Una lettera sul caso Moro

mercoledì, 12 marzo 2008

moro.JPGQuesto articolo è uscito oggi su “Vanity fair”.

Del sequestro di Aldo Moro -iniziato con l’assassinio dei poliziotti che lo scortavano e concluso con la fredda esecuzione dello statista lungamente interrogato e tormentato- vorrei dialogare con una donna che quel 16 marzo 1978 era una bimbetta di un anno.
L’ho conosciuta. Provo nei suoi confronti un’imbarazzata ammirazione. Si chiama Benedetta Tobagi e di lì a poco, il 28 maggio 1980, anche lei avrebbe subito l’omicidio di suo padre Walter, giornalista, per mano di emuli delle Brigate Rosse.
Benedetta Tobagi ha scritto di recente sul “Sole 24 Ore” una lettera di protesta contro l’eccessiva partecipazione alla vita pubblica dei protagonisti della cosiddetta lotta armata. E poi, col suo carico di dolore personale, ha voluto affrontare la tragedia repubblicana del caso Moro, dal punto di vista delle sue vittime troppo spesso dimenticate.
Non mi basta dare ragione a Benedetta. Se lei accettasse, vorrei prenderla per mano e condurla nel tunnel del vissuto di quegli anni terribili, quando eravamo in molti a “metterci in mezzo”, di traverso a una guerra assurda e inaccettabile.
Devo ringraziare lo storico Agostino Giovagnoli per avermi ricordato col suo documentato libro -“Il caso Moro”, il Mulino editore- un episodio sfumato nella memoria. Subito dopo l’agguato di via Fani, Walter Tobagi venne a trovarmi nella redazione di “Lotta continua”. Ci eravamo conosciuti quattro mesi prima, quando le Brigate Rosse avevano assassinato Carlo Casalegno e noi su Lc ne avevamo condannato la disumanità. Io avevo 23 anni e un’aria sciamannata, Tobagi sempre in giacca e cravatta mi pareva un signore attempato, anche se aveva poco più di trent’anni. Giovagnoli riporta ampi stralci dell’intervista pubblicata il 19 marzo 1978 sul “Corriere della Sera”. Scusate l’autocitazione, ma mi preme recuperare una vita dopo il me stesso nel quale, con felice sorpresa, tuttora mi rispecchio.

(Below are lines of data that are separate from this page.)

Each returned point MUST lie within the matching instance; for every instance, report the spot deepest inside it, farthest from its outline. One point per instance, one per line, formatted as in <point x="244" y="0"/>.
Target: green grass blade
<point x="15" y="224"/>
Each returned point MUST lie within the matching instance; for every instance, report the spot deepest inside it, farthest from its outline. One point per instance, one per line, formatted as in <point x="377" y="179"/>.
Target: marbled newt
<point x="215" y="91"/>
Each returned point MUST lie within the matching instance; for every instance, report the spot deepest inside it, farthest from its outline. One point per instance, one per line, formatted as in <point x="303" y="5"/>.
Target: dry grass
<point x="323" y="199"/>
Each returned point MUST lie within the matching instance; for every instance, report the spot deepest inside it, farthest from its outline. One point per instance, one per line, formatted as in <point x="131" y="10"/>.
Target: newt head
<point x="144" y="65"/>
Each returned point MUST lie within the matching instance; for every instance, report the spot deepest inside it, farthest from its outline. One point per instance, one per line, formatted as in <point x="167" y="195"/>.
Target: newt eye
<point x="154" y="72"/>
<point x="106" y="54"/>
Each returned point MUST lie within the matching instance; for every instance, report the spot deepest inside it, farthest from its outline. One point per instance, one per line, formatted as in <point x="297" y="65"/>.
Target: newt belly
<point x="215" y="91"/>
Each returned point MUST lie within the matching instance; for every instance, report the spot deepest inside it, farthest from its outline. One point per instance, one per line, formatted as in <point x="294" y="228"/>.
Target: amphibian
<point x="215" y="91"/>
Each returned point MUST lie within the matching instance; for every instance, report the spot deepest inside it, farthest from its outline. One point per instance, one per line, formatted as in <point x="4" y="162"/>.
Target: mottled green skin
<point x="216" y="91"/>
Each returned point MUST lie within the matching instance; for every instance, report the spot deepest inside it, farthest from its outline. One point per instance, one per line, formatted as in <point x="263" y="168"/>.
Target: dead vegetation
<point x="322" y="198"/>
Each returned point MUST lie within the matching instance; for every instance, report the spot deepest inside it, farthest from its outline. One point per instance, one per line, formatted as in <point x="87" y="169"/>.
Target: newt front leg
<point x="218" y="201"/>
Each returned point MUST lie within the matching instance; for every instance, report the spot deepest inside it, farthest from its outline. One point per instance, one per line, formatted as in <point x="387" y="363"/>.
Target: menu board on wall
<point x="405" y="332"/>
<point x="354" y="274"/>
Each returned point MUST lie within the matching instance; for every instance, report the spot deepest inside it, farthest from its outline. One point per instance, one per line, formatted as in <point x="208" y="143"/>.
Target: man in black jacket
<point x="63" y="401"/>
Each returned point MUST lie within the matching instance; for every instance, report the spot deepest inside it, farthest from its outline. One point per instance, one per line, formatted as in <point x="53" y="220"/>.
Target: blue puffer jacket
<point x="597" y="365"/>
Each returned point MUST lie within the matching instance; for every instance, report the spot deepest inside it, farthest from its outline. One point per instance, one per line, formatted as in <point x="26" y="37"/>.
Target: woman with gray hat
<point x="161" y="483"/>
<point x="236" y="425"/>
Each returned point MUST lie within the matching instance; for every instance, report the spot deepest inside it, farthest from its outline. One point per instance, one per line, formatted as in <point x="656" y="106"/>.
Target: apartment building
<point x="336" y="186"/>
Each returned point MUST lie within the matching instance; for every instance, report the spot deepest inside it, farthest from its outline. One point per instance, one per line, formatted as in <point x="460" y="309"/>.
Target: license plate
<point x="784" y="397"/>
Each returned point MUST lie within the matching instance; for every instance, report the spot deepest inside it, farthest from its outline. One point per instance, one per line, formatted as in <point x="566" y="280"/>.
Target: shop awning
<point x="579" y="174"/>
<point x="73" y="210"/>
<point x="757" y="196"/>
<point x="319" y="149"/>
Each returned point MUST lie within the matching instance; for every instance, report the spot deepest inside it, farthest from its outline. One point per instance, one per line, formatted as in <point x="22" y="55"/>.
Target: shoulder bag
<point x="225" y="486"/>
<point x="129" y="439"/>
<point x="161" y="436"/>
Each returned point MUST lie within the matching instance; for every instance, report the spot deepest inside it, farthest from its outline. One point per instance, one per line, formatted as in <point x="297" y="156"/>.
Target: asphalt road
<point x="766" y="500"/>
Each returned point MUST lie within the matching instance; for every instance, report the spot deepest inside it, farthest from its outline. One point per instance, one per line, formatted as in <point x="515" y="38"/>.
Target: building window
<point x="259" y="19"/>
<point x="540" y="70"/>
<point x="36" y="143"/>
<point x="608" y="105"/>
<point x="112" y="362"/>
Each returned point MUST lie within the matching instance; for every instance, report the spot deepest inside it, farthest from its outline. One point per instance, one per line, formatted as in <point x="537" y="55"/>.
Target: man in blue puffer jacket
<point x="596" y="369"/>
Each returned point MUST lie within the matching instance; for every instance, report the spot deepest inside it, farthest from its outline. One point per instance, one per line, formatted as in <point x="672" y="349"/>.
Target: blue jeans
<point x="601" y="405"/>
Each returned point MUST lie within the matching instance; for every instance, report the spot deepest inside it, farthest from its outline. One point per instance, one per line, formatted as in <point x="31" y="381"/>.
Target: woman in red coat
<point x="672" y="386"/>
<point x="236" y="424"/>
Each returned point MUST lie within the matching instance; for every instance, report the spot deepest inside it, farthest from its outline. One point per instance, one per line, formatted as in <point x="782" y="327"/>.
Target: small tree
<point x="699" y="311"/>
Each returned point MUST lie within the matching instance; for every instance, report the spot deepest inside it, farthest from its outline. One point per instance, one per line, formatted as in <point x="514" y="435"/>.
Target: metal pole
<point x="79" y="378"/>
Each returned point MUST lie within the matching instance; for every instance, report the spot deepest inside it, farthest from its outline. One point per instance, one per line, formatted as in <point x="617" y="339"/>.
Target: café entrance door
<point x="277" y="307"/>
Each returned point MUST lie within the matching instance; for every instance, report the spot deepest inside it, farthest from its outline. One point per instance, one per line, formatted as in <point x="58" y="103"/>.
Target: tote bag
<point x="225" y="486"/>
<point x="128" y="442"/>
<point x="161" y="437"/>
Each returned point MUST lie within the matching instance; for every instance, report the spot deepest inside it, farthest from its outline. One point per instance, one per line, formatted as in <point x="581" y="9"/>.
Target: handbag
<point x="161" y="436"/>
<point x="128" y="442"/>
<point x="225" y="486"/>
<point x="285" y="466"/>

“Se continuiamo a chiamarli ‘compagni che sbagliano’, assicurò Lerner, ‘lo diciamo non per ammiccare alle BR, ma per eliminare forme di rimozione che sono presenti nella sinistra’. Egli affermò anche: ‘fra di loro ci sono ex militanti nostri come del Pci’ e nei comunicati dei brigatisti c’era qualcosa di ‘russo’ che ricordava il Pci”.
Walter mi descrive “magro, vestito di velluto marrone”, e mi chiede di reagire alle accuse dei comunisti che ci additavano come fiancheggiatori delle Brigate Rosse: “Nessun altro gruppo, nemmeno il Pci, ha fatto un’autocritica sul terrorismo come l’abbiamo fatta noi dopo l’attentato di Casalegno e l’uccisione dei fascisti di Acca Larenzia…(il Pci) non ha fatto i conti fino in fondo né con lo stalinismo né con l’integralismo di partito e questo ha fatto sì che in passato i suoi stessi dirigenti abbiano compiuto azioni non molto diverse da quelle delle BR”.

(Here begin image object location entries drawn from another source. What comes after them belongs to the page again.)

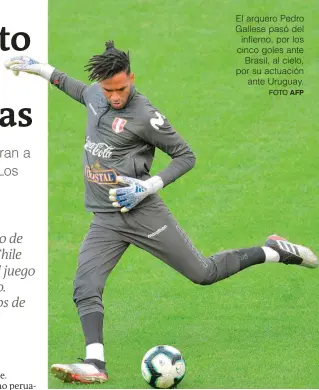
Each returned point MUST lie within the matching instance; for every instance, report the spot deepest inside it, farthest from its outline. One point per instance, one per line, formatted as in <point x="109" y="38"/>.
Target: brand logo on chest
<point x="118" y="125"/>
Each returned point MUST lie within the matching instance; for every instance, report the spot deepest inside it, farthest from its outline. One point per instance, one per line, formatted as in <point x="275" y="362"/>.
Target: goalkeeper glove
<point x="29" y="65"/>
<point x="137" y="190"/>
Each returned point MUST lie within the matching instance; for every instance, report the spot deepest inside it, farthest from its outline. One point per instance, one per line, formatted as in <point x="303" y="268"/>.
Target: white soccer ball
<point x="163" y="367"/>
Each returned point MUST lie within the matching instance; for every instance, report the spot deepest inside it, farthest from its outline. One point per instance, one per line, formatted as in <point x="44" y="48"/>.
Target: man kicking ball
<point x="123" y="130"/>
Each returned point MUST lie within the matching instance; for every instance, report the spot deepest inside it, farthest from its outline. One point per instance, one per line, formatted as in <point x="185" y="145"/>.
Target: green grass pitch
<point x="256" y="174"/>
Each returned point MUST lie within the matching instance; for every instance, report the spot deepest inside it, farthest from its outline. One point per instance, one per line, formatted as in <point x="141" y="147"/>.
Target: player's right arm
<point x="72" y="87"/>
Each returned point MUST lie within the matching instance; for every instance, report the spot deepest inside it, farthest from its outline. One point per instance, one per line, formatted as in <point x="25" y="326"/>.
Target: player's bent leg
<point x="99" y="253"/>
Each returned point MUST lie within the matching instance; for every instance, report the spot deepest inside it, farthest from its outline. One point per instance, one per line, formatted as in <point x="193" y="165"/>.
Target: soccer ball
<point x="163" y="367"/>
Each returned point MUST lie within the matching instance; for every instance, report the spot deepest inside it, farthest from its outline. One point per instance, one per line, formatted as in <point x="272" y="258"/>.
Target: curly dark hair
<point x="106" y="65"/>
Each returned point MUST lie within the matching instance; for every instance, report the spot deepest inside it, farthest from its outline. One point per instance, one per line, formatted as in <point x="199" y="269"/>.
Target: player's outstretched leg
<point x="276" y="249"/>
<point x="87" y="371"/>
<point x="290" y="253"/>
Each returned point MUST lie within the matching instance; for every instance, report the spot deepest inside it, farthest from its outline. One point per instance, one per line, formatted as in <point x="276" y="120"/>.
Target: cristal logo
<point x="98" y="149"/>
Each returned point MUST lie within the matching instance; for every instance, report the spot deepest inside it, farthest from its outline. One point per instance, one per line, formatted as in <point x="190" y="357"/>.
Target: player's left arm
<point x="157" y="131"/>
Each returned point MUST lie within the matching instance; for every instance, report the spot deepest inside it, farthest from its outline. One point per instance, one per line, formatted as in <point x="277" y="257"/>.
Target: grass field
<point x="256" y="173"/>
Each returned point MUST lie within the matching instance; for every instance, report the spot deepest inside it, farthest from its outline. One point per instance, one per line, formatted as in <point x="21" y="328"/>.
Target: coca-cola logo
<point x="100" y="149"/>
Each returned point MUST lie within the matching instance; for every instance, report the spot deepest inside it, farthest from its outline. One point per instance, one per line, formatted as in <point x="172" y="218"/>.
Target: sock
<point x="92" y="325"/>
<point x="95" y="351"/>
<point x="271" y="254"/>
<point x="250" y="256"/>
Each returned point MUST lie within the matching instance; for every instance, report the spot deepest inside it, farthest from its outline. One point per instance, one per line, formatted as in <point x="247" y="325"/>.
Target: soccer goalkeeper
<point x="123" y="129"/>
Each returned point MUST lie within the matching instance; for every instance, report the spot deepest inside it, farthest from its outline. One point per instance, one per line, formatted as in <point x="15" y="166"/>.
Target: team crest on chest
<point x="118" y="125"/>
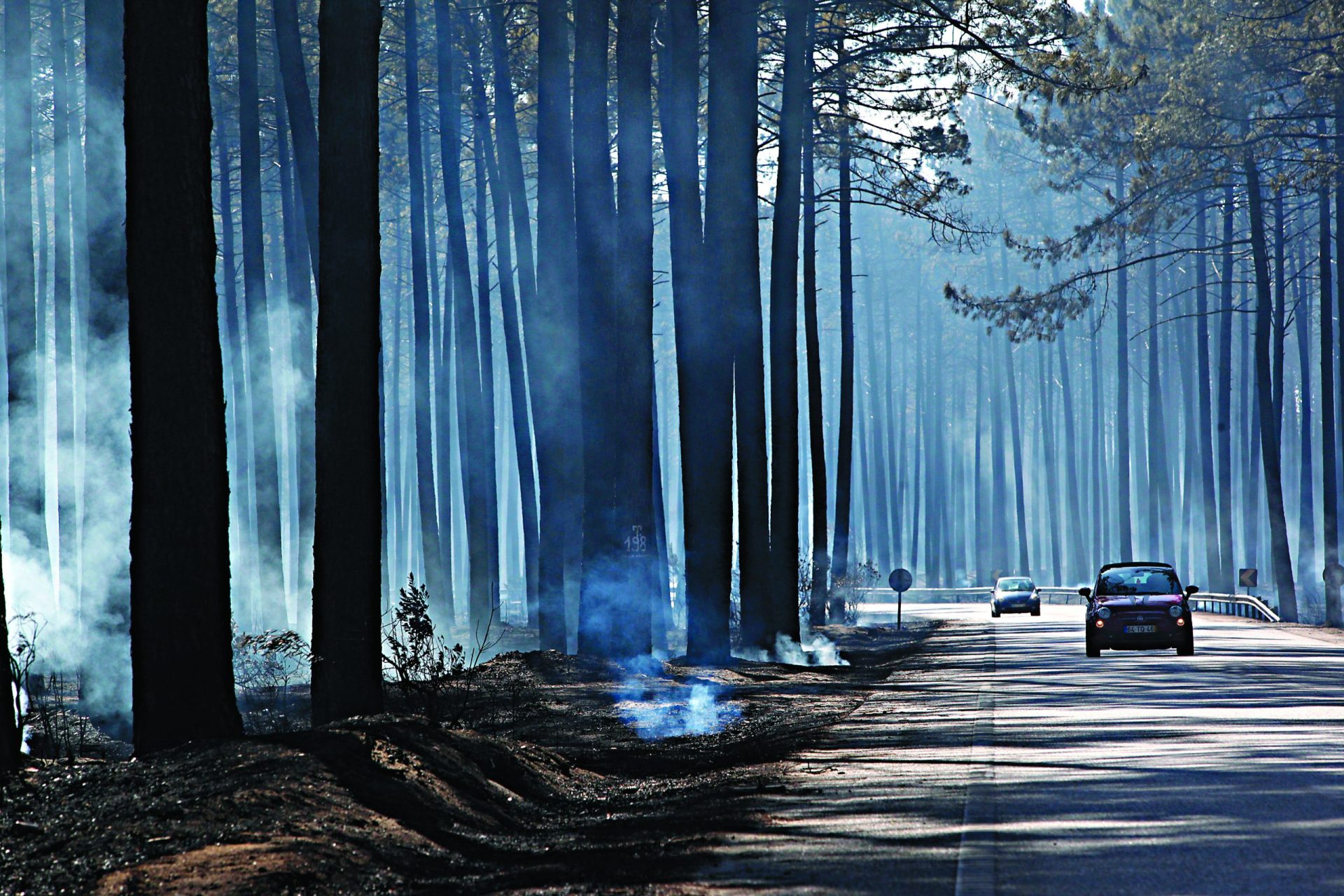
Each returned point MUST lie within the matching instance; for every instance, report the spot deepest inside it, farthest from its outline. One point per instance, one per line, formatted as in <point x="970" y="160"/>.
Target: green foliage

Ho recuperato la fotocopia di quell’articolo, vorrei che la vedesse anche Benedetta Tobagi.
Per salvare la vita di Aldo Moro, noi di Lotta continua, ma anche il socialista Walter Tobagi, ci saremmo ben presto dichiarati favorevoli a una trattativa con le BR. Convinti che ciò non avrebbe regalato ai terroristi alcuna chance di vittoria in più (erano destinati a soccombere, dopo la semina dei lutti e dei veleni), e che non si dovesse sacrificare un’altra vita umana sull’altare di un’ipocrita concezione sacrale dello Stato.
Continuo a pensarla così trent’anni dopo. Ma se chiedo a Benedetta Tobagi di esercitare la sua ricerca addolorata su quelli che fummo, il motivo è un altro. Vorrei che guardasse con animo sgombro da pregiudizi a coloro che si mettevano in mezzo, e magari venivano accusati ingiustamente di ambiguità. Oso dirle che pure suo padre metteva in quell’esercizio qualcosa di più della passione giornalistica: era un cercatore di dialogo, fino ai margini della società.
Due anni dopo quell’incontro nella redazione di Lotta continua fra noi c’era ormai un’amicizia consolidata. L’ultima sera insieme, a Genova, mi chiese di mostrargli un quaderno che gli piaceva. Su quello stesso quaderno avrei preso gli appunti per l’articolo sul suo funerale. E presto seppi che a sparargli era stato il fratello minore di un mio compagno di collettivo al liceo Berchet. Così abbiamo vissuto la tragedia Moro: mettendoci in mezzo.